An unpopular proposal to increase meter rates citywide by 50 cents has been shelved by Muni officials, who are counting, instead, on a program of costlier parking stays during peak travel times in certain parts of The City to help make up a budget shortfall.
The variable-pricing scheme is part of Muni’s SFpark program, a collection of pilot projects that will be implemented this September. Motorists can expect higher hourly rates for meters during peak times in the morning, but summarily less for parking during slower times in the afternoon. A parking meter could charge $3.50 an hour from 8 to 10 a.m., but only $1 an hour from 7 to 9 p.m., according to a hypothetical example provided in San Francisco Municipal Transportation Agency documents.
SFpark will be implemented in 6,425 on-street metered spaces — about 25 percent of all The City’s meters — and in 11,667 spaces in SFMTA-managed parking garages and lots, according to department documents. The SFpark pilot programs will include programs that allow drivers to access available parking information online and pay for meters using cell phones.
Initially projected to have an $81 million shortfall over the next two fiscal years, the SFMTA has reconciled that gap in part by adding $10 to all parking fines, implementing a $10 raise to Muni’s 30-day Fast Pass and increasing costs for residential parking permits. On Tuesday, the increases will be voted on, within a two-year budget proposal, by the department’s board of directors.

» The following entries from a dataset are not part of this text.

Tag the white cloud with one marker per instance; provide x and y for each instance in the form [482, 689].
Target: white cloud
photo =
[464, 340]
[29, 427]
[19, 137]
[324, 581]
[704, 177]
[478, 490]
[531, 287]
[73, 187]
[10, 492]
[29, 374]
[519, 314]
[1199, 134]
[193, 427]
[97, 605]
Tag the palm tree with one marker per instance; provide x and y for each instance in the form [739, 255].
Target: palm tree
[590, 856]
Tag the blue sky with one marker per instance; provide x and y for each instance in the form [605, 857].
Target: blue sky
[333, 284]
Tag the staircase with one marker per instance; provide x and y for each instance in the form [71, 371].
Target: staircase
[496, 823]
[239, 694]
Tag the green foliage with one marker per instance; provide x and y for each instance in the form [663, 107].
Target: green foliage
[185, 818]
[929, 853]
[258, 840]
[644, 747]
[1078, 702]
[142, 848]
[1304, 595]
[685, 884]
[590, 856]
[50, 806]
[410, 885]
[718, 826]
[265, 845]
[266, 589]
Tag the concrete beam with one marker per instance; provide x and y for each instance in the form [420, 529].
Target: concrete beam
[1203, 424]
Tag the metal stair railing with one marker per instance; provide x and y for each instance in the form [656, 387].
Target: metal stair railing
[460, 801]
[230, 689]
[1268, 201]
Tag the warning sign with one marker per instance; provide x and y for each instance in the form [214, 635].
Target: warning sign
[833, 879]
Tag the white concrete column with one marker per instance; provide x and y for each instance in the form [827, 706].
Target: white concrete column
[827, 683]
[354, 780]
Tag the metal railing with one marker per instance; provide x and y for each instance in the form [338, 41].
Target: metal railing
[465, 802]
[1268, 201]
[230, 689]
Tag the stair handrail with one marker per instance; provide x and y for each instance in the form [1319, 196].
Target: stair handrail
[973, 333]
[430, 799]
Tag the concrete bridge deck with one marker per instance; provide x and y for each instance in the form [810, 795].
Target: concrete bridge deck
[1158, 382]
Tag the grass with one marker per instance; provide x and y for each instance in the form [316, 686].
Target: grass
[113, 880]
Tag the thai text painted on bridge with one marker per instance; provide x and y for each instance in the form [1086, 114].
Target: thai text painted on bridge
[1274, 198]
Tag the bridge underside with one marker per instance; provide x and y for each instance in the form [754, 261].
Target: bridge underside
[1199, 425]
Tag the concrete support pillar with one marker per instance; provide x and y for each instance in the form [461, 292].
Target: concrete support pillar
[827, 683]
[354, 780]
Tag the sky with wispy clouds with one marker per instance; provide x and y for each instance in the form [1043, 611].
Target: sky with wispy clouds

Originally forecasted to bring the department an extra $10 million in the 2009-10 fiscal year, the financial expectations of the SFpark program have now increased to $13 million, to offset the $3 million decrease from not implementing the across-the-board meter-rate increases.
Mayor Gavin Newsom, who earlier this week met with Muni officials to express his disdain for citywide meter increases, said the variable-pricing pilot program was a justifiable way to raise parking rates.
“I believe people are concerned this is a backhanded way to pay more for meters, but that’s not our intention,” Newsom told The Examiner. “It’s a more thoughtful, targeted way to takeadvantage of technology, and I’m hopeful this will change people’s behavior in a positive way.”
SFMTA Executive Director Nathaniel Ford told The Examiner that “SFpark is a great opportunity for The City to move forward with actual congestion pricing.”
Of SFpark’s $23 million total costs, $18.4 million will be provided by federal grant money. The pilot programs will last two years, at which time the SFMTA will evaluate the effectiveness of each program and decide which ones it will further enhance, Ford said.